Les changements de vie à la suite d’une EMI

Impossible de terminer cette présentation des EMI sans parler des étonnants changements qu’elles induisent. Ceux-ci me semblent du reste représenter la dimension la plus inspirante de ces expériences.

Des changements liés à la conception de la vie et de la mort

On observe une diminution nette, voire une disparition de la peur de la mort. S’installe la certitude que la conscience survit à la mort du corps physique, associée à la conviction de l’existence d’une réalité spirituelle en parallèle à notre dimension terrestre. Les personnes se disent moins enclines à suivre lès dogmes religieux mais deviennent au contraire plus spirituelles. La recherche d'un éveil intérieur prend davantage de place au quotidien.

Il résulte de l’intégration complète de l’EMI davantage de sérénité, de joie de vivre, de capacité à vivre plus intensément dans le présent, en relativisant les petits tracas du quotidien.

La notion d’une « mission de vie » peut s’imposer avec force, accompagnée d’un puissant sentiment d’urgence à trouver la raison précise de son retour sur terre.
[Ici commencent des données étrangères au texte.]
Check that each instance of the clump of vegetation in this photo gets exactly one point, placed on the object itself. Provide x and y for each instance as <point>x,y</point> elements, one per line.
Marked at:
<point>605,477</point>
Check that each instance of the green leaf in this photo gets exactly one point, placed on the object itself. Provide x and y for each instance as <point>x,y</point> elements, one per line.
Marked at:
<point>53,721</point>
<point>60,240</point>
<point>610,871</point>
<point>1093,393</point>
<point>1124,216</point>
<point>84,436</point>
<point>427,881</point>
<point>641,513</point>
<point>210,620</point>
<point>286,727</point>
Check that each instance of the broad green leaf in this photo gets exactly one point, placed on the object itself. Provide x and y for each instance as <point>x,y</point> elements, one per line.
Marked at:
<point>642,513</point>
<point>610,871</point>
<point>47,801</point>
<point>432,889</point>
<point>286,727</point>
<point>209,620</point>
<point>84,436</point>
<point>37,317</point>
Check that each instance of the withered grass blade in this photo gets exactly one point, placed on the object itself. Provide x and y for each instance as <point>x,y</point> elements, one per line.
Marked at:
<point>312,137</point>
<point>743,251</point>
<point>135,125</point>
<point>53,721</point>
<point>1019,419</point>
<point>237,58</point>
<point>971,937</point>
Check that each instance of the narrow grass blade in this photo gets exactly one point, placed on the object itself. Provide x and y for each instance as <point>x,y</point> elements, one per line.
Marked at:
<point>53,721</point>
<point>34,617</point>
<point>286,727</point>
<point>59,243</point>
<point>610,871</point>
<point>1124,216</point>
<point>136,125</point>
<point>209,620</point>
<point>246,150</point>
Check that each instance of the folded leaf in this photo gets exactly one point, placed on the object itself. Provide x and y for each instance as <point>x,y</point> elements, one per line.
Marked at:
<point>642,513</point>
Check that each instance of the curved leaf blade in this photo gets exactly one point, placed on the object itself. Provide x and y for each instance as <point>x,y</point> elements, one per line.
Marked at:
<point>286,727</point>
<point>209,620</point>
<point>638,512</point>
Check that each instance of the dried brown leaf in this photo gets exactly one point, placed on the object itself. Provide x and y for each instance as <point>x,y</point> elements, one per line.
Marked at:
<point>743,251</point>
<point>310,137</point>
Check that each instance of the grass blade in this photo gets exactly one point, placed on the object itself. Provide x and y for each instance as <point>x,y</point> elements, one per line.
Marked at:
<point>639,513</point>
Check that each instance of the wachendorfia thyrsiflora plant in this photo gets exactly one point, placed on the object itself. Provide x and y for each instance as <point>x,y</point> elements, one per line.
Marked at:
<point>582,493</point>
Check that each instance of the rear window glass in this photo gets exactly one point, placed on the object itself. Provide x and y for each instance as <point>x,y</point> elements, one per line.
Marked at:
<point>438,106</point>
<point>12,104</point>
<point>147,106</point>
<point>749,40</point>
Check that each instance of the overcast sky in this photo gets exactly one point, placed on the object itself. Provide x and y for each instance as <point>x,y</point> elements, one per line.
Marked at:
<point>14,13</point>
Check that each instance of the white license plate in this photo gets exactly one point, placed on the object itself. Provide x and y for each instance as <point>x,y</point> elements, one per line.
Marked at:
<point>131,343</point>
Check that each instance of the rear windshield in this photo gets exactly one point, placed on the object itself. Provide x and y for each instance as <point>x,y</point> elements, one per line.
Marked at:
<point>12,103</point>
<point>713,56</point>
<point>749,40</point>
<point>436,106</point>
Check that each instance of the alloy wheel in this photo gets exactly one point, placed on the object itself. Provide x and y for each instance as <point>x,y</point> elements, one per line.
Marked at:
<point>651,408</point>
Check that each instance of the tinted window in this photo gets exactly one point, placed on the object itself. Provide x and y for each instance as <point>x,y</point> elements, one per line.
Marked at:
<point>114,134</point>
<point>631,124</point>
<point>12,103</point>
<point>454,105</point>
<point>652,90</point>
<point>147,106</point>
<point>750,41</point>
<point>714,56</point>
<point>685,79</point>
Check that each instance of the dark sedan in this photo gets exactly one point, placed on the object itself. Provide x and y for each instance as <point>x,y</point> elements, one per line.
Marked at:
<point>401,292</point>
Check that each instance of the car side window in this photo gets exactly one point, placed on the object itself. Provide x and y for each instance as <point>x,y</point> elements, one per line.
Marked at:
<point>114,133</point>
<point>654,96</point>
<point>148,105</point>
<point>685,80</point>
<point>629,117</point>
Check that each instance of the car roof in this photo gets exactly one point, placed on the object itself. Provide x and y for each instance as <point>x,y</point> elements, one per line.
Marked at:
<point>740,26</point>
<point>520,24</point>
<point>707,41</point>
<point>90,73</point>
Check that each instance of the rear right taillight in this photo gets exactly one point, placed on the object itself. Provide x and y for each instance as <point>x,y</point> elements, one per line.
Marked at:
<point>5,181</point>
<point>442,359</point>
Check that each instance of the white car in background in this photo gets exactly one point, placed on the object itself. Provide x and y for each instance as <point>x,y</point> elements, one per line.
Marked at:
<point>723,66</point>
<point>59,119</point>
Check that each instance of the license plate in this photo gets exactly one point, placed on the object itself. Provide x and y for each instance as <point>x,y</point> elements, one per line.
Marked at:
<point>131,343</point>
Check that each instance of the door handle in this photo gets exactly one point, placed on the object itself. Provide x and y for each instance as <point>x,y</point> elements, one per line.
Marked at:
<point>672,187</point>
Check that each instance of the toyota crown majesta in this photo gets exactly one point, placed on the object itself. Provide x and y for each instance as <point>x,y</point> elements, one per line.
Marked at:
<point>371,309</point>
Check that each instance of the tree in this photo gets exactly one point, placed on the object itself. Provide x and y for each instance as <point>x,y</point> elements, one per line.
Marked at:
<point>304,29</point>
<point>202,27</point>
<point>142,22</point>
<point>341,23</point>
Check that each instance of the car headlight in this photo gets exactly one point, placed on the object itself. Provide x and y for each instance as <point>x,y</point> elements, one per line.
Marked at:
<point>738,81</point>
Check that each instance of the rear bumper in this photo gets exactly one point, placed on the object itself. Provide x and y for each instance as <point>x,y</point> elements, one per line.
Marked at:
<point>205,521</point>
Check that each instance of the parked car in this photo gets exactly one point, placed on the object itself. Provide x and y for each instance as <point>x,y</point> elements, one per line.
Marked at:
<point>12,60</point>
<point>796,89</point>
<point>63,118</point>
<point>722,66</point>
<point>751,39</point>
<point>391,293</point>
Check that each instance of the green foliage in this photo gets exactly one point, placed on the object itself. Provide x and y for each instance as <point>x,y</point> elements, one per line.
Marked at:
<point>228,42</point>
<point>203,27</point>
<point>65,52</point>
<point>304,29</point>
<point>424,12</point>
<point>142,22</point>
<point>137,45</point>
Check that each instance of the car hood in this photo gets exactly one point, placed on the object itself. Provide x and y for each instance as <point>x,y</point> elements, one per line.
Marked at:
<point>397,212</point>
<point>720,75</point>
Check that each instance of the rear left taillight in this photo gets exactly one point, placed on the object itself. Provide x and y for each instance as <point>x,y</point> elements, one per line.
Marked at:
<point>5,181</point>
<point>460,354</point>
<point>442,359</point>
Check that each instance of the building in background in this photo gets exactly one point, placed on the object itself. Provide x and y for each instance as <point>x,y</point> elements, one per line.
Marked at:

Des changements liés à la reconnaissance et à l’acceptation de soi

Du sentiment d’avoir eu accès à la connaissance universelle émerge souvent une extraordinaire soif d’apprendre, conjointement à une aspiration au développement personnel.

La confiance en soi et l’estime de soi se retrouvent souvent accrues.

Des changements dans la relation à autrui

L’amour devient une priorité absolue. Les témoins affirment s’être sentis aimés de façon inconditionnelle en présence de l’être de lumière, avec parfois l’aspiration à être eux-mêmes capables d’une même intensité d’amour. Il peut en résulter une plus grande capacité d’amour et d’empathie.

Cet amour, perçu comme la nature même de leur être (et de tout être), constituerait la base de l’interdépendance entre les êtres, unis par une étincelle divine commune et mettant à bas l’illusion de la séparation des consciences.

Les relations interpersonnelles, la tolérance, la compassion, l’entraide et l’assistance à autrui prennent une grande importance. Parallèlement, le jugement des autres sur soi perd considérablement de son emprise.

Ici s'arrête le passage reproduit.